Alistair Brownlee, Patagonman 2025, pronto per la sfida
Alistair brownlee Domenica sarà al Patagonman 2025, il triathlon estremo cileno, nella sua nuova fase sportiva dopo aver lasciato il professionismo.
Alistair Brownlee affronta Patagonman 2025 nel mezzo di una rinascita sportiva
Poco più di un anno dopo aver annunciato il suo ritiro dal triathlon professionistico, Alistair brownlee Continua a dimostrare che la competitività fa parte del suo DNA.
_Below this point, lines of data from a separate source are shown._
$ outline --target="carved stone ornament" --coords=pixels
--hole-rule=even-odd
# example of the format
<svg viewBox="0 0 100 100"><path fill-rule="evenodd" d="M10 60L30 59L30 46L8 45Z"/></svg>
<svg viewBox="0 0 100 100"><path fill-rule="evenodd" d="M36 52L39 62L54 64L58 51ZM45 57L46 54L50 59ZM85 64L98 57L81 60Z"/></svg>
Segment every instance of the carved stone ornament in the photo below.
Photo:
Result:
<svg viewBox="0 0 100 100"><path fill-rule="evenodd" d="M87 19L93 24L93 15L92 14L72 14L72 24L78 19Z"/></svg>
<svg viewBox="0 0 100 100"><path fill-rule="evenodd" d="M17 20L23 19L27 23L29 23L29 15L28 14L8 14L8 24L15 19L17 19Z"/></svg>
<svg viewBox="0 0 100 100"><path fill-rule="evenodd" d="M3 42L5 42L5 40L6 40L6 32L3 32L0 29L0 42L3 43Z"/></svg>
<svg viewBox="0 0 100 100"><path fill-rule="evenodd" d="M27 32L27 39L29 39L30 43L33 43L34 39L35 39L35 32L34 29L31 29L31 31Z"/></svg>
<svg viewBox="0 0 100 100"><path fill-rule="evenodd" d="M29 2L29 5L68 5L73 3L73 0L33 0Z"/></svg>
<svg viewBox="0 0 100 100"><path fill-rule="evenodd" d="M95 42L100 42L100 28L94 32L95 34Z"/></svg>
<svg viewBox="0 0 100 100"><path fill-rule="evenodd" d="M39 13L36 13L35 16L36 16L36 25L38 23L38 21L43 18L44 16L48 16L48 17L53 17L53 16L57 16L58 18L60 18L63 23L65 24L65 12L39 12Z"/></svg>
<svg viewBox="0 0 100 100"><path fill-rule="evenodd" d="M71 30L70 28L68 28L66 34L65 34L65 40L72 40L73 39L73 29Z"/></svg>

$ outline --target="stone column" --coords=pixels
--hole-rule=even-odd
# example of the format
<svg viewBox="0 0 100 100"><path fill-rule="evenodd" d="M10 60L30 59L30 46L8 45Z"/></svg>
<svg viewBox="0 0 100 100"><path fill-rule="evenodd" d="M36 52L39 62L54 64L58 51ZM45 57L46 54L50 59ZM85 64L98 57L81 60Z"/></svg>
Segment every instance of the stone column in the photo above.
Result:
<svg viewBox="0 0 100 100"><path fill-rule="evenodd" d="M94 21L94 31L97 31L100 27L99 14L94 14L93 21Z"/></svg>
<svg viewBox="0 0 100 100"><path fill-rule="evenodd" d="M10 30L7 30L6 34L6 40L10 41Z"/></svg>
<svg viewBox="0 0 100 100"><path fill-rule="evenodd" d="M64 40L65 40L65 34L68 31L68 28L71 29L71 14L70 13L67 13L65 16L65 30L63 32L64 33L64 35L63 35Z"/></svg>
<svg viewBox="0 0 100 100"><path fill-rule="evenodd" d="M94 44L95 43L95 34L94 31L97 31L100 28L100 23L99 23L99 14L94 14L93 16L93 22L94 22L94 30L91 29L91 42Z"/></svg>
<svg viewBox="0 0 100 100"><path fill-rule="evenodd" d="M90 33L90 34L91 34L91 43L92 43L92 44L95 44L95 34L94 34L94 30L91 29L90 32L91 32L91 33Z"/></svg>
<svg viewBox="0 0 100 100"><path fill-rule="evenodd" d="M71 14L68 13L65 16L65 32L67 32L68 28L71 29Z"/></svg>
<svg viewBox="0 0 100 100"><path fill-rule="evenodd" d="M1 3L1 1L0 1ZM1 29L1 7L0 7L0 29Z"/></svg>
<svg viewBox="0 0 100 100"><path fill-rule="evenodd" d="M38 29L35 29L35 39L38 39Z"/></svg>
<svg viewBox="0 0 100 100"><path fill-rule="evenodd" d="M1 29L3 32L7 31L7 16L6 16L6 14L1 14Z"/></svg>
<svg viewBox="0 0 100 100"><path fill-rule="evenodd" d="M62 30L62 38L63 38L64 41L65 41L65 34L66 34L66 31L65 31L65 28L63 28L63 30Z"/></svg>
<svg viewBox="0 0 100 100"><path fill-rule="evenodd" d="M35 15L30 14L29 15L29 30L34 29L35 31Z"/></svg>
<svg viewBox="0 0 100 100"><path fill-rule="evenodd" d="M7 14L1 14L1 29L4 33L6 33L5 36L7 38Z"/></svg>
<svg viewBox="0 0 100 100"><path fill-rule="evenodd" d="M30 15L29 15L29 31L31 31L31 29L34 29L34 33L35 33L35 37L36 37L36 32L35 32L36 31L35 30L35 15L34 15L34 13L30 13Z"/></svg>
Il britannico, due volte campione olimpico (2012 e 2016), due volte campione del mondo e quattro volte campione europeo, si è lanciato a capofitto in sfide di resistenza che prima non poteva permettersi. E la prossima è una sfida importante: Patagonman 2025, uno dei triathlon più estremi del pianeta.
Un anno ricco di sfide al di fuori del circuito professionistico
Da quando è andato in pensione, Brownlee non ha rallentato un giorno. A ottobre ha partecipato al Rincorsa dell'Empire State BuildingUna sfida per salire 1.576 gradini fino all'86° piano dell'iconico grattacielo di New York. Lì si è classificato settimo con un tempo di 12:28, godendosi l'atmosfera senza la pressione di gareggiare come un professionista.
Pochi giorni dopo si recò in Sud Africa per la Nedbank Gravel BurnUn'avventura di 800 km in sette tappe, attraversando le foreste costiere e il deserto del Grande Karoo. Si è classificato 23° con un tempo cumulativo di 21 ore e 26 minuti, davanti ad atleti d'élite come Thomas Pidcock o Cucciolata di Cameron, confermando che resta un concorrente nato.
Come lui stesso ha spiegato, è stato un test "molto appropriato": lunghe giornate, terreni incredibili e tanto tempo per riflettere sul perché gli piace ancora spingersi oltre i propri limiti.
Patagonman: un triathlon tanto bello quanto selvaggio
Questa domenica, 7 dicembre, Brownlee affronterà il Triathlon estremo PatagonmanCreata nel 2018 con il supporto degli organizzatori Norseman, la gara è una distanza Ironman, Si tiene dentro Aysén (Patagonia cilena) ed è noto per la sua asprezza e per i suoi paesaggi unici.
La giornata inizia all'alba, alle 5:00, quando i triatleti saltano da un traghetto nel fiordo ghiacciato del Pacifico per coprire il 3,8 km a nuoto al porto di Chacabuco.
Da lì, si trovano di fronte 180 km di bicicletta lungo la Carretera Austral, un percorso ventoso e ricco di cambi di altitudine, con alcuni 2.500 metri di dislivello positivo. T2 si trova in Villa Cerro Castillo, uno dei paesaggi più iconici della regione.
L'ultima maratona si snoda lungo sentieri sterrati lungo il fiume Ibáñez, attraversando foreste, laghi e cascate, fino a raggiungere il Lago Generale CarreraLungo il percorso è comune avvistare animali selvatici: lontre, leoni marini, delfini, foche, volpi, condor, aquile e persino puma.